工房閑話
COVID 19 収束へのみち 2
戦国時代末期にヨーロッパ強国の脅威に対抗すべく、時の為政者はキリシタン禁止令を出し、ついに1633年に鎖国に踏み切った。当時キリスト教はスペイン、ポルトガルの植民地政策の先遣部隊としての役割を果たしていた。イエズス会の宗教心に篤く有能な宣教師は、瞬く間に日本人の心を捉え、信者の数は実に国民の一割に達したと云われている。1637年に勃発した島原の乱は、4万弱のキリシタンが島原半島の原城址に籠り、これを討伐するために徳川幕府は12万もの軍勢を投入している。関ケ原で家康が率いた兵の数が7万余であることを考え合わせると、キリシタンに対して幕府が抱いた危機感の大きさを、推し量ることができる。幸い当時の日本の軍事力はヨーロッパと比べても遜色がなく、他のアジア諸国のように武力で征服されることはなかった。ところが、2百余年後の第二波では事情が違った。この貴重な時間を生かすことができなかったため、彼我の力の差は大きく開き、欧米列強の植民地と化すことこそ免れたものの、開国後は列強と対峙するために無理に無理を重ね、先の大戦に至る道を歩むことになる。
緊急事態発令後、我が国は、感染者数・死者数ともに低い数字で凌いできている。

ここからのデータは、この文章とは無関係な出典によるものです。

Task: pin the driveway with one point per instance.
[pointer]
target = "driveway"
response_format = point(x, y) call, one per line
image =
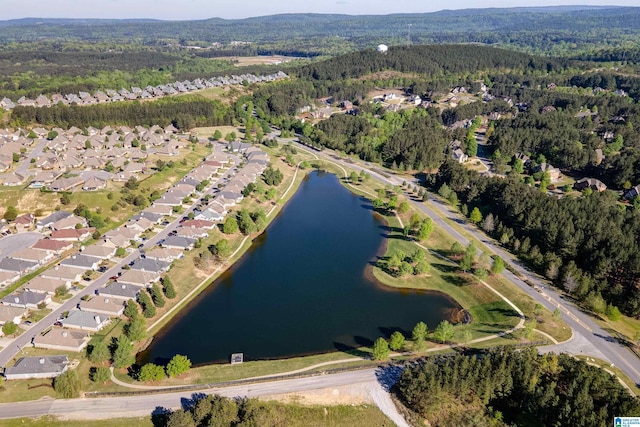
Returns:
point(17, 242)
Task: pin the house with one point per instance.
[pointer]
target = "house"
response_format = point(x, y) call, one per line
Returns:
point(83, 262)
point(103, 305)
point(632, 193)
point(53, 218)
point(164, 254)
point(85, 320)
point(101, 251)
point(8, 277)
point(26, 299)
point(12, 314)
point(37, 367)
point(120, 290)
point(64, 272)
point(73, 234)
point(35, 255)
point(19, 266)
point(62, 339)
point(178, 242)
point(54, 246)
point(151, 265)
point(94, 183)
point(24, 222)
point(139, 277)
point(46, 285)
point(592, 183)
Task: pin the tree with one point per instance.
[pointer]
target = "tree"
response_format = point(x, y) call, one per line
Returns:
point(156, 295)
point(178, 365)
point(397, 341)
point(100, 374)
point(230, 225)
point(444, 331)
point(168, 288)
point(475, 216)
point(425, 230)
point(11, 213)
point(9, 328)
point(380, 349)
point(131, 309)
point(99, 352)
point(122, 353)
point(151, 372)
point(498, 265)
point(135, 329)
point(67, 384)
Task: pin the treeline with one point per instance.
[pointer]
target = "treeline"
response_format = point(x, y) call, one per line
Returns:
point(411, 139)
point(434, 60)
point(588, 245)
point(513, 388)
point(183, 113)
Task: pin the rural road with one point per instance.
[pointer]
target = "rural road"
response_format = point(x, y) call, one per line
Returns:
point(112, 407)
point(603, 344)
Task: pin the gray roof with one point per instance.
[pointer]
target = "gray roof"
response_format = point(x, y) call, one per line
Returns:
point(150, 265)
point(38, 365)
point(54, 217)
point(83, 261)
point(17, 265)
point(121, 290)
point(27, 297)
point(84, 319)
point(177, 241)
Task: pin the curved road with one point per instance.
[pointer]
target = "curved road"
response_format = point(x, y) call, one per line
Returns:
point(603, 344)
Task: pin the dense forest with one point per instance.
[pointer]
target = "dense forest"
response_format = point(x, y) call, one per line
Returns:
point(184, 113)
point(513, 388)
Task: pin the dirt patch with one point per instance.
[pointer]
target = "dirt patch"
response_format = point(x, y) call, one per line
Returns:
point(356, 394)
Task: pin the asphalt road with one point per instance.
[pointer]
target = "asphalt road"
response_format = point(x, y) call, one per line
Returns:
point(113, 407)
point(7, 353)
point(603, 343)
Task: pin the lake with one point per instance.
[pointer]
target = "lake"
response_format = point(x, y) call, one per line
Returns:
point(301, 288)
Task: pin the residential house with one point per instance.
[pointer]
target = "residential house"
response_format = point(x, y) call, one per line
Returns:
point(103, 305)
point(12, 314)
point(55, 246)
point(73, 234)
point(99, 250)
point(592, 183)
point(62, 339)
point(26, 299)
point(632, 193)
point(85, 320)
point(82, 262)
point(35, 255)
point(19, 266)
point(177, 242)
point(139, 277)
point(37, 367)
point(8, 277)
point(120, 290)
point(164, 254)
point(64, 272)
point(24, 222)
point(47, 285)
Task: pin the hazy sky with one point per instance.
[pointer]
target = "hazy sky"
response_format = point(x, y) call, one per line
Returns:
point(202, 9)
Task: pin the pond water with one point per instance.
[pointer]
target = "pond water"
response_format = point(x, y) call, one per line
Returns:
point(301, 288)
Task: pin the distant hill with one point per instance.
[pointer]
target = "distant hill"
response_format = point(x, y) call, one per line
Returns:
point(534, 29)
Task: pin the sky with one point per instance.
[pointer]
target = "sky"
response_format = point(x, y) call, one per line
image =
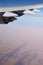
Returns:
point(35, 21)
point(19, 2)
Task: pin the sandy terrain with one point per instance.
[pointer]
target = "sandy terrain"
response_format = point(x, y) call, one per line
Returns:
point(21, 45)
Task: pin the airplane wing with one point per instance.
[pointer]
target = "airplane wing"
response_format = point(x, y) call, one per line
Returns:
point(8, 14)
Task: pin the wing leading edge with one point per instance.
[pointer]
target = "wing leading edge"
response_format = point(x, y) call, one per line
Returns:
point(8, 14)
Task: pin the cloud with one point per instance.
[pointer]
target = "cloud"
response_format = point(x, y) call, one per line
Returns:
point(7, 14)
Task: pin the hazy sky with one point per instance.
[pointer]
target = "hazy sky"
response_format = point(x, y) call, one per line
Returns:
point(29, 20)
point(19, 2)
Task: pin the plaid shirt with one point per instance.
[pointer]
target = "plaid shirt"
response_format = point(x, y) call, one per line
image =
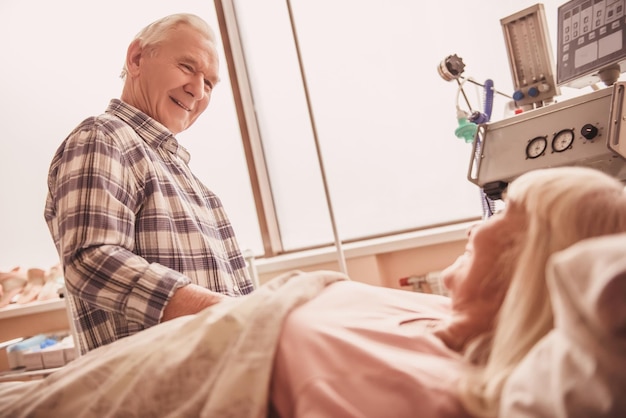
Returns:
point(131, 224)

しかし自粛により得た成果は、自粛解除とともに失われないだろうか。感染速度を抑えている間に、収束への有効な対策を講じて初めて自粛の意味がある。ところが依然として課題は残ったままで、未だにPCR検査を絞っている保健所があり、実施件数は先進国で最低レベルに留まっている。感染者の特定ができない限り、院内感染防止すら至難の業だろう。医療体制も改善されていない。補正予算の額も小さく、対策は医療現場に丸投げ状態である。使命感から頑張っている病院ほど疲弊しているように見える。医療対策が最大の経済対策であるはずなのだが・・・。台湾、韓国でできて、日本でできないのは何故だろうか。杞憂に終わることを願うが、第二波に見舞われた時に、その差が大きく出ることを恐れてしまう。
かのアベノマスクはエイプリルフールのジョークとして世界中に笑いを届けた。続編は「未だにごく一部しかマスクは届いていない」というブラックユーモアである。一昨日、マスクを受け取った群馬のお年寄りが、NHKニュースで紹介されていた。「本当に有難いことです。」と感謝している様子が印象的だったが、このマスクでウイルスを防げると勘違いしていたら、お気の毒である。異様なサイズが揶揄されているが、それ以前の深刻な問題である。今からでも遅くない。計画を中止し、節約できた税金を医療対策に回せば、多少とも現場への支援になるだろう。無理筋を強引に通し、自らを省みないのがDNAのようにも見える現政権には難しいかも知れないが、この英断があれば国民の信頼回復にもつながると思う。
WHOの顧問を務めるキングス・カレッジ・ロンドンの渋谷教授が、過日テレビ出演した際に、「コロナ対策に於いて最も重要なことは?」と問われ、「政府のコミットメント」と答えて、日本政府の対応に警鐘をならしていた。残念ながら一連の政府のコロナ対応に「コミットメント」は見えない。さすがに鷹揚な同胞の寛容にも限界があり、内閣支持率が急落している。この非常事態にあって、政治に信頼を置けないことは誠に不幸としか言いようがないが、しかし結局その責任は、有権者としての自分たちに返ってくることを、心に刻まなければならない。